The authors examined the mortality and
cancer incidence of employees at a company which has manufactured, formulated, and sprayed 2 methyl-4 chlorophenoxyacetic
acid (
MCPA) and other phenoxy
acid herbicides. Ninety-eight percent of the 5,784 men employed by the company during 1947-1975 was traced to the end of 1983. The overall mortality of the cohort was less than that of the national population, as was mortality from
cancer. When allowance was made for rural residence, the deficit of
cancer deaths became a slight excess, but not statistically significantly so. Among workers whose jobs entailed potential exposure to
MCPA, there was one death from
soft tissue sarcoma (0.6 expected).
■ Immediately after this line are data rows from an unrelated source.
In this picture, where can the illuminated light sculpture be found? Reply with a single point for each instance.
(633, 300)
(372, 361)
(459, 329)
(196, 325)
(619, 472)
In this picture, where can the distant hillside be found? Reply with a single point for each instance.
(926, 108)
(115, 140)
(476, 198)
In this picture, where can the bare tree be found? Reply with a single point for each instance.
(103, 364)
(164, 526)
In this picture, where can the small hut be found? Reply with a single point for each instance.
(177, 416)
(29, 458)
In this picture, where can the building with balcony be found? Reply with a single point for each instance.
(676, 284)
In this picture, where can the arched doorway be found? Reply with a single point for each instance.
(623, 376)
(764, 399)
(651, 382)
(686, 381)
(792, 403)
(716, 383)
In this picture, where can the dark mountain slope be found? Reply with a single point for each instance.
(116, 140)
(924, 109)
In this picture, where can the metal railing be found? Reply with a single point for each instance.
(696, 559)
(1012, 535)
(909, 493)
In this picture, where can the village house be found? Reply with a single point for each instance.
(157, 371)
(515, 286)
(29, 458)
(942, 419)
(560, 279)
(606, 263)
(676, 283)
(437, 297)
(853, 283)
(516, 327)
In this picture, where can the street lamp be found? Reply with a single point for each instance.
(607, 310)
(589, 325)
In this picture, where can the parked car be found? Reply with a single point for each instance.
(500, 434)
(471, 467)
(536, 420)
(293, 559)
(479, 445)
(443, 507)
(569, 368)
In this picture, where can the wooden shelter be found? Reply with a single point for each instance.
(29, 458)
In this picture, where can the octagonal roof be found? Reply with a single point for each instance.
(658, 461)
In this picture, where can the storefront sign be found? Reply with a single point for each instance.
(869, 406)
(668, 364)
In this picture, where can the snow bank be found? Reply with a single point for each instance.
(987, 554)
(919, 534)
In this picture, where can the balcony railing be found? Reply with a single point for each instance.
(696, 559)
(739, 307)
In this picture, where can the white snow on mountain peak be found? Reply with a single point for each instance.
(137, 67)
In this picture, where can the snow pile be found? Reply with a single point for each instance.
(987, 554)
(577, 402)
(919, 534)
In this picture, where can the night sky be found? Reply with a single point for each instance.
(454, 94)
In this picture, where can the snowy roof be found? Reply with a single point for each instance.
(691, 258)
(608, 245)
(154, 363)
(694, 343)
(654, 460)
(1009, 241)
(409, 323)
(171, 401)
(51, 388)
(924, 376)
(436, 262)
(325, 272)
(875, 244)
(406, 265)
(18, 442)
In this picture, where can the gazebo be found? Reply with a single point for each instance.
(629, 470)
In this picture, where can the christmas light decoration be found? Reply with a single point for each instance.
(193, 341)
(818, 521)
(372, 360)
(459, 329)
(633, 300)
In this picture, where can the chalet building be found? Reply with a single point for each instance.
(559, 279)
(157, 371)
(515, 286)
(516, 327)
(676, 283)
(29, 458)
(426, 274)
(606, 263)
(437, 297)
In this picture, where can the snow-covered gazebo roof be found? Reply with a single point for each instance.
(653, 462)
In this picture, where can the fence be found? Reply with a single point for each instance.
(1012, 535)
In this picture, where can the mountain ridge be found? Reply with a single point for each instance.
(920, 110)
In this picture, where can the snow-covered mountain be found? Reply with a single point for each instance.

No further cases of
soft tissue sarcoma were registered among living members of the cohort. Three potentially exposed workers died from nasal
carcinoma, but this
tumor has not previously been associated with phenoxy
herbicides and the cluster of cases may have occurred by chance. The findings do not exclude the possibility that
MCPA is a human
carcinogen, but they suggest that any risk of
soft tissue sarcoma is less than that indicated by earlier studies of
2,4,5-T (2,4,5-trichlorophenoxyacetic acid) and
2,4,5-trichlorophenol and is small in absolute terms.